Primary Submission Category: Machine Learning and Causal Inference
Few-shot causal learning for new treatments and outcomes using task embeddings
Authors: Sophie Woodward, James Kitch, Claudio Battiloro, Mauricio Tec, Francesca Dominici,
Presenting Author: Sophie Woodward*
Estimating heterogeneous treatment effects is a central problem in causal inference, with applications in personalized medicine, public policy, and online marketing. Existing methods focus on predicting the effects of fixed treatments on fixed outcomes and do not address settings in which new treatments or new outcomes are introduced.

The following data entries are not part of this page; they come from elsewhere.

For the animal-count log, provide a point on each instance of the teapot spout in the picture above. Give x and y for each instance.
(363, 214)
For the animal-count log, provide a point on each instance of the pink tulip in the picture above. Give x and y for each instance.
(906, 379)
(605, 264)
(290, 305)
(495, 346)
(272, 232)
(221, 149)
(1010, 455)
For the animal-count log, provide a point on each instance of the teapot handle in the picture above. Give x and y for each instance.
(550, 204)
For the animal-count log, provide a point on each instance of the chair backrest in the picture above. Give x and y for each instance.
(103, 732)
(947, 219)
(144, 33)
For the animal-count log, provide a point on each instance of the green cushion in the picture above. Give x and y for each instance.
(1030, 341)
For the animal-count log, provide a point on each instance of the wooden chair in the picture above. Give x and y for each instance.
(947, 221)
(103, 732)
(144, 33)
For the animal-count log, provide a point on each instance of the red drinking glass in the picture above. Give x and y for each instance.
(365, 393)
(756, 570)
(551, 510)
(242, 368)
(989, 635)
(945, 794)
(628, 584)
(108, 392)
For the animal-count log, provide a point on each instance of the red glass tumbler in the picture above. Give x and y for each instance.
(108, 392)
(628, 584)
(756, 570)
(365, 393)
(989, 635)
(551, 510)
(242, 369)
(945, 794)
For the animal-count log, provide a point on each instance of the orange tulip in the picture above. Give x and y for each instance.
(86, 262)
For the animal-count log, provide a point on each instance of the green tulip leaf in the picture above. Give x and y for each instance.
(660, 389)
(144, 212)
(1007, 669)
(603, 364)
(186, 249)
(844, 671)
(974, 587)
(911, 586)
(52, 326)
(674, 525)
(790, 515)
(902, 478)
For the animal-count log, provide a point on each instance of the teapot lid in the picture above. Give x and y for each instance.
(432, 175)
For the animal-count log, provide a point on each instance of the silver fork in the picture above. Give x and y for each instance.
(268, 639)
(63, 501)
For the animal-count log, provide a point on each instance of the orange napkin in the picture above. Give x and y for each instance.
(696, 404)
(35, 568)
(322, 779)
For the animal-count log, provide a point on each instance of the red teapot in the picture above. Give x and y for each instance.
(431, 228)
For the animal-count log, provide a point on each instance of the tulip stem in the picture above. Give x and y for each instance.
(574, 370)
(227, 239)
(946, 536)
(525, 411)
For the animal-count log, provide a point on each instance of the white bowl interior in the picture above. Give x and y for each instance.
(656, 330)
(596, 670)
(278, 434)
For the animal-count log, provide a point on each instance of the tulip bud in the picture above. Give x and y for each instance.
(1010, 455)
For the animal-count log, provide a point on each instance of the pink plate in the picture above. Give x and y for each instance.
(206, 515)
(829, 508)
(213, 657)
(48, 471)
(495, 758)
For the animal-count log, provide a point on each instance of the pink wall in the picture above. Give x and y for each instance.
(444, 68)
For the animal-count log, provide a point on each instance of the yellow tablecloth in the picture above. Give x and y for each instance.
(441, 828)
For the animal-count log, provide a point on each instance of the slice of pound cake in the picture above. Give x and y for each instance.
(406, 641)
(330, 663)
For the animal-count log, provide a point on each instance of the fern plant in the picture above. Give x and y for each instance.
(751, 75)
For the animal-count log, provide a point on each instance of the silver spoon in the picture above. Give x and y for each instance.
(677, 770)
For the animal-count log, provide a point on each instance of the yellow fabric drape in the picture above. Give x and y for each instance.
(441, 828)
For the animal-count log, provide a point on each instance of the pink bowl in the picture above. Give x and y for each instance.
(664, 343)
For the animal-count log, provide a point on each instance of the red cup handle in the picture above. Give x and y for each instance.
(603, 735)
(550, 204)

In many such settings, a small amount of data from the new treatment-outcome pair may be available, for example from an early-phase clinical trial. We study the problem of estimating the conditional average treatment effect (CATE) for a new treatment-outcome pair, given limited data and borrowing information from previously observed treatments and outcomes. Specifically, we view CATE estimation for each treatment-outcome pair as a task, and propose a framework that uses task embeddings—vector representations that encode structural or semantic relationships across treatments and outcomes—to predict the CATE function across tasks. We subsequently estimate the CATE for the new task by combining the embedding-based CATE predictor learned across tasks with a CATE estimator fit using data from the new task alone. This yields a data-fusion estimator that can reduce variance relative to task-only estimation under some regularity conditions. Experiments on semi-synthetic benchmarks and large-scale medical claims data evaluate performance and illustrate the roles of covariate shift, number of tasks, task sample size, and embedding distance.